Every one of us has made a fool of ourselves. It does not matter when, how and where; we have all at some time acted hastily and arrogantly. For some of us, sometimes, alcohol has also been involved.
This is the story of just such an occasion. It is also the story of what it may be like to work as an archivist and writer of popular history articles: sometimes you find archival traces of an event that scream out to be the subject of an article, but at the same time it does not provide the material for more than one or two pages of text. That is why I have resisted writing this article for a long time, for fear that it would be pitifully short. Now, however, I have written it, and it is up to the reader to judge whether I too have made a fool of myself.

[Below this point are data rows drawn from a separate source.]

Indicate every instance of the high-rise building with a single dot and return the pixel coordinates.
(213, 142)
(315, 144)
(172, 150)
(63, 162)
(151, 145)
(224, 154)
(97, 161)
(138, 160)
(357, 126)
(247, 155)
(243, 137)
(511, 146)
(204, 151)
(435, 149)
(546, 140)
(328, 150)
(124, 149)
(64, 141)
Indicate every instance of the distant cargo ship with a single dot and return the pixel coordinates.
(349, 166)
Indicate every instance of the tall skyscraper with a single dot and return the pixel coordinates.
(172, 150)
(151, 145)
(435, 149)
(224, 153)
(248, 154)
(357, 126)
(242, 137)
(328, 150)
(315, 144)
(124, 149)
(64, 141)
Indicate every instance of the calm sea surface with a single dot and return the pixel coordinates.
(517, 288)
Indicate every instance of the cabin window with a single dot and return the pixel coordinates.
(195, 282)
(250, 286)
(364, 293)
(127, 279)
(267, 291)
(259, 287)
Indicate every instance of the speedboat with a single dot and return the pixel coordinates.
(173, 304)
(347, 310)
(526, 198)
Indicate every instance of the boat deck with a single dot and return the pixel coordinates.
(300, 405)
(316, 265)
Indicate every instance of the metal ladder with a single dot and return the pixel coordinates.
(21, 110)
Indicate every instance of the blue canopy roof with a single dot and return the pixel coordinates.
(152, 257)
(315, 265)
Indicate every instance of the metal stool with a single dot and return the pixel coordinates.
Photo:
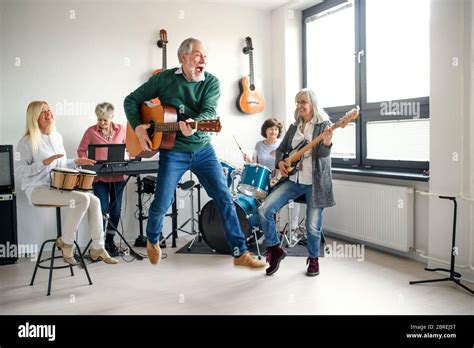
(51, 259)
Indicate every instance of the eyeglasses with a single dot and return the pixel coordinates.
(303, 102)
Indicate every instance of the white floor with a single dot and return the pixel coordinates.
(209, 284)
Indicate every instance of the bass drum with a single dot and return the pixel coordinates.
(211, 226)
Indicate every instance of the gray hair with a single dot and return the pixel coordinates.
(104, 110)
(318, 114)
(186, 47)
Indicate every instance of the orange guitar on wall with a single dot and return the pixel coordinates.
(164, 125)
(162, 42)
(250, 100)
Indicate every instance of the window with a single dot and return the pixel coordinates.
(374, 54)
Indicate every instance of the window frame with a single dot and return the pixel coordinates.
(369, 111)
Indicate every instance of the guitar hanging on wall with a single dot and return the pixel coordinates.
(161, 43)
(251, 100)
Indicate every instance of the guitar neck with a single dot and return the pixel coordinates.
(252, 82)
(164, 57)
(297, 155)
(171, 126)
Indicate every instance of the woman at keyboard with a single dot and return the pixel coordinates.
(109, 189)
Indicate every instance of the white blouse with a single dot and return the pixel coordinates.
(29, 167)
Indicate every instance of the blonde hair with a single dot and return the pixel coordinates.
(104, 110)
(33, 113)
(318, 114)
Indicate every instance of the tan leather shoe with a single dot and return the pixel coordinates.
(247, 260)
(154, 252)
(102, 255)
(66, 250)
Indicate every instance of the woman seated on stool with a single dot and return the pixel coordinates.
(41, 150)
(109, 189)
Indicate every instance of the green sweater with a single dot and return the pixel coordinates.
(196, 100)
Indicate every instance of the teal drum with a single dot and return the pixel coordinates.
(228, 171)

On the afternoon of Thursday 18 September 1884, Malmö’s inhabitants witnessed a sensational event; a carriage filled with a large number of people driving around the city streets. Normally, perhaps, a carriage full of passengers would not have attracted a great deal of attention in what was still a horse-driven time, but the fact that the carriage – in addition to the exceptionally noisy and hollering people – also contained a coffin full of spirit bottles certainly made one or two people raise their eyebrows.

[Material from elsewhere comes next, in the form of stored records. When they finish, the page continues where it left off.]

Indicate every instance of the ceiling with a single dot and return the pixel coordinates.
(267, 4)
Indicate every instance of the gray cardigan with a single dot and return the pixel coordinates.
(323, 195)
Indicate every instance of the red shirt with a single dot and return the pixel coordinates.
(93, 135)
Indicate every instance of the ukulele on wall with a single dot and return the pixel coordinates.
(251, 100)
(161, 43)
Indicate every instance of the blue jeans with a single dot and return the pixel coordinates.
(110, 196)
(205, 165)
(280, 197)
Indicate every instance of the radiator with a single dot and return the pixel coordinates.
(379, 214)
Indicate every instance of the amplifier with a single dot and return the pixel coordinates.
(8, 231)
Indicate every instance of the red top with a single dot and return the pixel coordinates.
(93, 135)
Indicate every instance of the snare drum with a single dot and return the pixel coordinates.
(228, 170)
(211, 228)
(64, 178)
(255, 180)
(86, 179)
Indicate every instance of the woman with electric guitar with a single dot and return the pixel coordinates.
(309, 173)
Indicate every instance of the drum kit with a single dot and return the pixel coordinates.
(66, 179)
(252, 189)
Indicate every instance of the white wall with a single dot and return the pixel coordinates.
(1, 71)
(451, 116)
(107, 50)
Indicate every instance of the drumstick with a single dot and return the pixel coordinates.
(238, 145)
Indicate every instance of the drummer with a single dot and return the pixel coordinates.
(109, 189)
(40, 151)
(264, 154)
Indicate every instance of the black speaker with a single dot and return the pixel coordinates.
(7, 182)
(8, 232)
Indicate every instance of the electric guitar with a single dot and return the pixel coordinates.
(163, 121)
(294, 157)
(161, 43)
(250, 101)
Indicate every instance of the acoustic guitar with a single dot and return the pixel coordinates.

One of the people in the carriage was the 20-year-old Lund student, Carl Lindell. He was born in Torrlösa, a small village in what is now Svalöv Municipality in Skåne, on 13 May 1863. His parents were tenant farmer Bengt Månsson Lindell and Cecilia Månsdotter. He was enrolled at Lund University in 1881 and was a member of the Skånska student nation’s second division. This division, called the Lund district division, had a membership comprised of students who had graduated from upper secondary school in Lund but who did not originate from the city itself. This article is about Carl Lindell.